Товарищка прислала пост небезызвестной киберфеминистки Александры Элбакян, создательницы проекта Sci-Hub, с прикреплённой статьёй “Putin’s Russia as a fascist political system”, опубликованной в журнале Communist and Post-Communist Studies (IF 1,351). Прочитал статью, хотя и не во всём с ней согласен. Однако она представляет собой определённый интерес как достаточно современный обзор сложившихся представлений об авторитарном государстве. На мой взгляд, самым интересным в статье являются определения фашизма:
1) «Основная суть фашизма – восстание против свободы.» (Бушхейм, 1986)

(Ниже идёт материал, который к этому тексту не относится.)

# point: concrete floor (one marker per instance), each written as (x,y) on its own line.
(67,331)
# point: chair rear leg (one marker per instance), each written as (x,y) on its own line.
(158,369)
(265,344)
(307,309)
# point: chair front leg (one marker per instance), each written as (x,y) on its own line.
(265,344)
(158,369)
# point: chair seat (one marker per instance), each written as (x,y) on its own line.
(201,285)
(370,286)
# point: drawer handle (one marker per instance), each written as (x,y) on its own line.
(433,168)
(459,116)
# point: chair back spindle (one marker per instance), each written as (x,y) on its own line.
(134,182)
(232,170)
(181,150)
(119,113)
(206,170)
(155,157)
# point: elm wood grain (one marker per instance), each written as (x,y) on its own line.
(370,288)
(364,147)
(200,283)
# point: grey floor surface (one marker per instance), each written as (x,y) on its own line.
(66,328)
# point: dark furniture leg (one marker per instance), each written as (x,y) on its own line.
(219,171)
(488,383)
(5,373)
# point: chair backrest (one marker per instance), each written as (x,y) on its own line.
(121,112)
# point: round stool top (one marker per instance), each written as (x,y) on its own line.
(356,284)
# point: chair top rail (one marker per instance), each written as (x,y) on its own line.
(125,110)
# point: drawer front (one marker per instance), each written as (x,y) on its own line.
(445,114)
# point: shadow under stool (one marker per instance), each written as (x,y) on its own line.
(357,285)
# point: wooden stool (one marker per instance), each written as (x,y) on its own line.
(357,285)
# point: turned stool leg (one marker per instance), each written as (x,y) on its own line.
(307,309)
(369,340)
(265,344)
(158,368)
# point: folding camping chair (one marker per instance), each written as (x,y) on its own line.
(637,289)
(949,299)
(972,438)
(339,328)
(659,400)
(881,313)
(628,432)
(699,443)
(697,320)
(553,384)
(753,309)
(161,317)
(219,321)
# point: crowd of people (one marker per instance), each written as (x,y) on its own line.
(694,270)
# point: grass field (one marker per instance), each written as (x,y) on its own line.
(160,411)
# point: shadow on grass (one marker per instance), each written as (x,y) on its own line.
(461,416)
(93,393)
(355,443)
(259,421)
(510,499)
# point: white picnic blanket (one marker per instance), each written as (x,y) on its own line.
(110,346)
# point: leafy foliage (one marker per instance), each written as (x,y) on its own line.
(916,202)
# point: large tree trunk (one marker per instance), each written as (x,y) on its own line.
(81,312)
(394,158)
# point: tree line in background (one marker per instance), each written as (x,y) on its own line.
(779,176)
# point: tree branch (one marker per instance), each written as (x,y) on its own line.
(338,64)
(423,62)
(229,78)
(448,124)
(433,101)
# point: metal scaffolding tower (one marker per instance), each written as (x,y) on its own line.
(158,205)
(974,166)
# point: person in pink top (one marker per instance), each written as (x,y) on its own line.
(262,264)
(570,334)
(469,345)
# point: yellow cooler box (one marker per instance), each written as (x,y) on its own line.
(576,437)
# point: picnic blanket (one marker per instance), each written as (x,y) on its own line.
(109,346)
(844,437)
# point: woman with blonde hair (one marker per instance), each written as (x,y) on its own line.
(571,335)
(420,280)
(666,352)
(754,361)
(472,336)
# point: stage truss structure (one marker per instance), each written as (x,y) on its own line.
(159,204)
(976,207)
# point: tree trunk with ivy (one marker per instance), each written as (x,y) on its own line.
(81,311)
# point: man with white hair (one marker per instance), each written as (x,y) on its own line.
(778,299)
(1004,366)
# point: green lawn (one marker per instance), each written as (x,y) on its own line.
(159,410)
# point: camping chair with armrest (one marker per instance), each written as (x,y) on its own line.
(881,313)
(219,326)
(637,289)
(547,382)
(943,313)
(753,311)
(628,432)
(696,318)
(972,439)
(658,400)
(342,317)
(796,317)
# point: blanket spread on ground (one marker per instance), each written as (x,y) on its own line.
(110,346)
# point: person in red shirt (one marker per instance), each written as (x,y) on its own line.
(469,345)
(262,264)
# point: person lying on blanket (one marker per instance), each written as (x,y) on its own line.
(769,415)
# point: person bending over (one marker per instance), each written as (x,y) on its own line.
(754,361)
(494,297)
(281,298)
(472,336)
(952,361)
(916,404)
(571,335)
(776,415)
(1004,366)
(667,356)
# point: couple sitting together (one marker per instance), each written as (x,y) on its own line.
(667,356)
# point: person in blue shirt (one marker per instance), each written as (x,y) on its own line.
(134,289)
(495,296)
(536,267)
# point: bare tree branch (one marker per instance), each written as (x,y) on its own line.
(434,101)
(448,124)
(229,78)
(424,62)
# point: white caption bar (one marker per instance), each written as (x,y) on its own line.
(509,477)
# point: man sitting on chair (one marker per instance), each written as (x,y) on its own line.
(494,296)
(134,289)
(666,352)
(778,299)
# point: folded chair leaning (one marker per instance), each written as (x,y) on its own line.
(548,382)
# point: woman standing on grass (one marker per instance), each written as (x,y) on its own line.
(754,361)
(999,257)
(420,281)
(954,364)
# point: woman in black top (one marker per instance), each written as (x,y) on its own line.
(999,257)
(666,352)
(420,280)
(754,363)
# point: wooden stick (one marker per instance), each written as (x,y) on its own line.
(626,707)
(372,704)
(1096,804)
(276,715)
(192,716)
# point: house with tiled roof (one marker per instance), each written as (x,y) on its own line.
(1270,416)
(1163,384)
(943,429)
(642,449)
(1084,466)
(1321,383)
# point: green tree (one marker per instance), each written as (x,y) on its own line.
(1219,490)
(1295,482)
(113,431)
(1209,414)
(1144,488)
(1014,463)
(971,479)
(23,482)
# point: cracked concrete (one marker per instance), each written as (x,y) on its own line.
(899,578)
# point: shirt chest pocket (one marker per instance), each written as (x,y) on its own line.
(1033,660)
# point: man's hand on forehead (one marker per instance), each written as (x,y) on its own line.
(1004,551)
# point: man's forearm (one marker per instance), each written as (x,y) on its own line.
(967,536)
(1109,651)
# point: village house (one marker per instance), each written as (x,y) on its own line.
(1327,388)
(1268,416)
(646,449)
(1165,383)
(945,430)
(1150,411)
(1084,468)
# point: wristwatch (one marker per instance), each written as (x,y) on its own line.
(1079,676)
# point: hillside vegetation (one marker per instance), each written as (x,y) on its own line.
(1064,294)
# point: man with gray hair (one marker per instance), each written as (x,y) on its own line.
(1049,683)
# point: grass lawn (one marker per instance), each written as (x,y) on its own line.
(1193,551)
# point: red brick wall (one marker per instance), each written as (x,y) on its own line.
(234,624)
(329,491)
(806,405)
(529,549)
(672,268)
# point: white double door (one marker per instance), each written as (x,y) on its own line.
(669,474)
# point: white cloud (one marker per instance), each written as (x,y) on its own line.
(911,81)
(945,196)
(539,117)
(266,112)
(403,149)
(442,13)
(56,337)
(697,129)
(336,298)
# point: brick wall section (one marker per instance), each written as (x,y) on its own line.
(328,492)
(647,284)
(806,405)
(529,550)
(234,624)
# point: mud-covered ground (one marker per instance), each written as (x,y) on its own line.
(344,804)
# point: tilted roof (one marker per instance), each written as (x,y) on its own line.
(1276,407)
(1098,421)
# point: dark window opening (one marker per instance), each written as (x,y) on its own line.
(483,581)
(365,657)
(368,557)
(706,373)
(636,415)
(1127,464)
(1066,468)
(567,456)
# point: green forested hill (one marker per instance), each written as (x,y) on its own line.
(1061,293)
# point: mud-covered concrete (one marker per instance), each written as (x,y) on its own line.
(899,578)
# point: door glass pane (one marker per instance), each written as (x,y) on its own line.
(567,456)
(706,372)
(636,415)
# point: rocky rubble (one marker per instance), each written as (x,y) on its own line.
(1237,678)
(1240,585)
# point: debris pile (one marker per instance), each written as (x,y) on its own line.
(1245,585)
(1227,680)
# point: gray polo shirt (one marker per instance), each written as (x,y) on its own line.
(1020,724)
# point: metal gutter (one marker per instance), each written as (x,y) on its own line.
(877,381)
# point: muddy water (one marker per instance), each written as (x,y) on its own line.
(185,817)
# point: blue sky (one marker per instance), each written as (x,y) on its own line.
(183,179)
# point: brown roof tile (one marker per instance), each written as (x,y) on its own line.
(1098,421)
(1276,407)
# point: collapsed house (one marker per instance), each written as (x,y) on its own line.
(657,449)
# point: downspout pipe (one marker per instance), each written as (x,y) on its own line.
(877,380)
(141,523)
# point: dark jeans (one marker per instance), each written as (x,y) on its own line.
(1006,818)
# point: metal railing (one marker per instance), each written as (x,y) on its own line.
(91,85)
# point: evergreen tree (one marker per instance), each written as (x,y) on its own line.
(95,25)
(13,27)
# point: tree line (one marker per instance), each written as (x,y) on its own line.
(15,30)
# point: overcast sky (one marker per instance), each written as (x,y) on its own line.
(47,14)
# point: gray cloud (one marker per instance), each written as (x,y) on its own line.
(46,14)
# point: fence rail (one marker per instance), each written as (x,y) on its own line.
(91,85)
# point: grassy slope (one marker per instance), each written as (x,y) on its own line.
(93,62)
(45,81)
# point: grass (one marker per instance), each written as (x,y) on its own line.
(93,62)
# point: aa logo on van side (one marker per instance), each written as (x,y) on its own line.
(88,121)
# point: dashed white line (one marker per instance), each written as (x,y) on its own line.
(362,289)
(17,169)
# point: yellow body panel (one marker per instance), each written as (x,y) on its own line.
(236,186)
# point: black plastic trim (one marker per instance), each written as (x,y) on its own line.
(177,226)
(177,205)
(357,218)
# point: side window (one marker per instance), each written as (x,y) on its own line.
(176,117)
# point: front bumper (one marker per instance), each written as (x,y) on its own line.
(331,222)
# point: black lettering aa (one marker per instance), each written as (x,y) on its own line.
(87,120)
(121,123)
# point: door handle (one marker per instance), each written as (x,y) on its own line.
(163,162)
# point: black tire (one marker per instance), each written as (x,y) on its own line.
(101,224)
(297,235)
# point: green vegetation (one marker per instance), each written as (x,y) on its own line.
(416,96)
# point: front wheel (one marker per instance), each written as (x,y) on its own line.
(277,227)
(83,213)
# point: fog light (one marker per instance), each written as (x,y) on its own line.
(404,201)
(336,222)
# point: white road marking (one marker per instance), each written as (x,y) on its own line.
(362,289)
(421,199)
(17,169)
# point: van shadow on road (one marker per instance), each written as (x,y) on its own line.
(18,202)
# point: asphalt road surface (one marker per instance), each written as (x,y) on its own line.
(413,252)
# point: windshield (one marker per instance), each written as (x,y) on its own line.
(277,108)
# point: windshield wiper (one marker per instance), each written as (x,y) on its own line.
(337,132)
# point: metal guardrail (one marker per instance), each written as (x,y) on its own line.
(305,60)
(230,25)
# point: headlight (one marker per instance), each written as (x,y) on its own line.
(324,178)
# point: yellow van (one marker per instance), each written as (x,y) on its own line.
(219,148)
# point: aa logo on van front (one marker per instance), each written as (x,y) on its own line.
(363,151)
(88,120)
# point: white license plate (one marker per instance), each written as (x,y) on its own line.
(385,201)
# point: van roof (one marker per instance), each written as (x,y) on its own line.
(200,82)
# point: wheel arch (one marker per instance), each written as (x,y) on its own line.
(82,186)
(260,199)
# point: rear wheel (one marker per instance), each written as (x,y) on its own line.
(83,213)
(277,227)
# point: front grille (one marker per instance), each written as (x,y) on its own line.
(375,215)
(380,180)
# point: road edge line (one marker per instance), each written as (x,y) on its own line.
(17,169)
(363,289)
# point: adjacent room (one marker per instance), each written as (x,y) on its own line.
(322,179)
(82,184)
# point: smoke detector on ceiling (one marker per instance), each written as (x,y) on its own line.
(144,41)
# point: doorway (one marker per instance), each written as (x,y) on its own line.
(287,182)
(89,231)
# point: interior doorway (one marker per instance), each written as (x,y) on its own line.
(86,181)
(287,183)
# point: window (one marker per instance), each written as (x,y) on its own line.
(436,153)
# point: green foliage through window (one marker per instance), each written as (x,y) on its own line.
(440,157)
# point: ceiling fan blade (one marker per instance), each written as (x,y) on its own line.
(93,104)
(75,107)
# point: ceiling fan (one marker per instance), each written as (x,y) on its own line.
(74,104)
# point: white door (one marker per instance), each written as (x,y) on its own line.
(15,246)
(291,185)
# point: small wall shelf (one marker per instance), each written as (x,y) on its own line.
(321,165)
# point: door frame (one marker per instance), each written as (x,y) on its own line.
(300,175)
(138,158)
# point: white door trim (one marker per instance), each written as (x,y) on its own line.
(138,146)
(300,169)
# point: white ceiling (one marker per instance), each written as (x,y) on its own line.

2) «Для большинства людей фашистская диктатура гарантировала отсутствие выбора; именно в этом заключается реальная тоталитарная природа фашизма (а не в большем или меньшем уровне явных репрессий); именно это позволяет напрямую сопоставить итальянский фашизм с его справедливо порицаемым партнёром и союзником, германским нацизмом.» (Корнер, 2002)
3) Фашизм – это «гипернационалистическое, часто паннационалистическое, антипарламентское, антилиберальное, антикоммунистическое, популистское и, следовательно, антипролетарское, частично антикапиталистическое и антибуржуазное, антиклерикальное или, по крайней мере, неклерикальное движение, имеющее целью национальную социальную интеграцию через единую партию и корпоративное представительство, не всегда в равных пропорциях; с характерным стилем и риторикой, он опирался на кадры активистов, готовые к насильственным действиям в сочетании с участием в выборах, чтобы получить власть с тоталитарными целями путём сочетания правовой и насильственной тактики. Идеология и прежде всего риторика призывают избирательно включать национальную культурную традицию в новый синтез в ответ на новые социальные классы, новые социальные и экономические проблемы и с новыми организационными концепциями мобилизации и участия, что отличает их [от идеологии и риторики] консервативных партий.» (Линц, 1976)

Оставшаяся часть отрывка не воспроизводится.